Les définitions de la désobéissance civile et de l’action directe varient, mais elles partagent des éléments communs. La désobéissance civile peut inclure toute action menée en contravention avec une norme légale dans le but de dénoncer son caractère illégitime. L’action directe dénonce et vise à faire cesser une situation, une décision, une politique ou un projet par un moyen d’action qui s’avère illégal (par exemple, s’enchaîner à une structure, empêcher l’accès à un site, bloquer une route, installer un campement sur un terrain privé).
Face à plusieurs enjeux sociaux et politiques actuels tels que la crise climatique, les abus policiers ou les inégalités sociales, des manifestant-e-s choisissent de recourir à la désobéissance civile ou à l’action directe pour faire valoir leurs opinions politiques et tenter de changer l’ordre établi.
Généralement, les personnes qui ont recours à ces moyens d’action sont conscientes des risques de judiciarisation. Elles sont aussi prêtes à en assumer les conséquences, telles que la remise d’un constat d’infraction ou une accusation pour une infraction criminelle (par exemple pour complot, méfait, entrave au travail des policier-e-s ou introduction par effraction). L’arrestation, le débat judiciaire et l’espace médiatique peuvent alors être des tribunes pour faire valoir leurs points de vue.
Historiquement, de nombreuses lois liberticides ont été modifiées avec succès à la suite d’actions de désobéissance civile. Pensons aux mouvements contre la ségrégation raciale ou pour les droits des femmes. De nombreux projets destructeurs pour l’environnement ont aussi été stoppés par des campagnes de mobilisation qui incluaient bien souvent des actions directes.
La défense de nécessité
Pour se défendre devant les tribunaux, les activistes peuvent plaider l’inconstitutionnalité de la loi ou du règlement en vertu duquel ils et elles ont été arrêté-e-s.
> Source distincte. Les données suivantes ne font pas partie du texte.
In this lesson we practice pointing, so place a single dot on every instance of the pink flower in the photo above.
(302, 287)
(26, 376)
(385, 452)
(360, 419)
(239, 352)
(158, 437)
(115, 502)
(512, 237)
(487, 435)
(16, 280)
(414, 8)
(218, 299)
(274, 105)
Mais il existe aussi un moyen de défense qu’il est possible d’utiliser autant pour contester un constat d’infraction que pour se défendre d’une accusation criminelle : la défense de nécessité (Lallier).
Il est alors admis que l’infraction a été commise, mais qu’il était nécessaire de la commettre face à un danger imminent. Afin de présenter une défense de nécessité avec succès devant un tribunal, trois éléments doivent être réunis (Latimer ; Primus ; Perka) :
- un danger imminent;
- l’absence d’autres solutions raisonnables et légales pour contrer ce danger;
- la proportionnalité entre le mal infligé et le mal évité – autrement dit, le mal infligé est moindre que le mal qui a été évité.
Les tribunaux canadiens se sont très rarement prononcés sur la défense de nécessité précisément pour des actions directes ou de désobéissance civile (Tremblay ; Environmental Law Center). En effet, ce sont pour des infractions liées à la conduite automobile que la défense de nécessité a été soulevée le plus souvent devant les tribunaux, par exemple pour une urgence médicale (Kelendji).
La Cour du Québec a toutefois rejeté cette défense dans le cas d’un manifestant accusé d’entrave au travail des policier-e-s qui avait refusé de se disperser lors d’un blocage devant une usine de magnésium. L’accusé aurait été acquitté s’il avait uniquement commis un méfait en bloquant l’entrée de l’usine et ne s’était pas débattu lors de l’arrestation (entrave). Par contre, l’analyse est intéressante quant aux dangers suscités par la pollution causés par les organochlorés et quant au fardeau de la preuve d’un accusé qui invoque la défense de nécessité (Lanthier, para. 45 à 41).
La défense de nécessité a été plaidée avec succès en Grande-Bretagne pour acquitter des activistes dès 2008, puis plus récemment en 2019 (Kaminski). Aux États-Unis, la défense de nécessité a permis à des militant-e-s d’être acquitté-e-s d’accusations criminelles suite à des actions directes ou de désobéissance civile portant sur des enjeux variés : l’apartheid, la prolifération nucléaire, le SIDA, la pollution de l’air et plus récemment, les changements climatiques (Kormann). En 2019, la Cour d’appel de Washington a acquitté en appel une personne accusée de cambriolage pour avoir fermé une valve du pipeline Kinder Morgan accueillant la défense de nécessité face aux changements climatiques (Mayer ; Ward ; Environmental Law Center).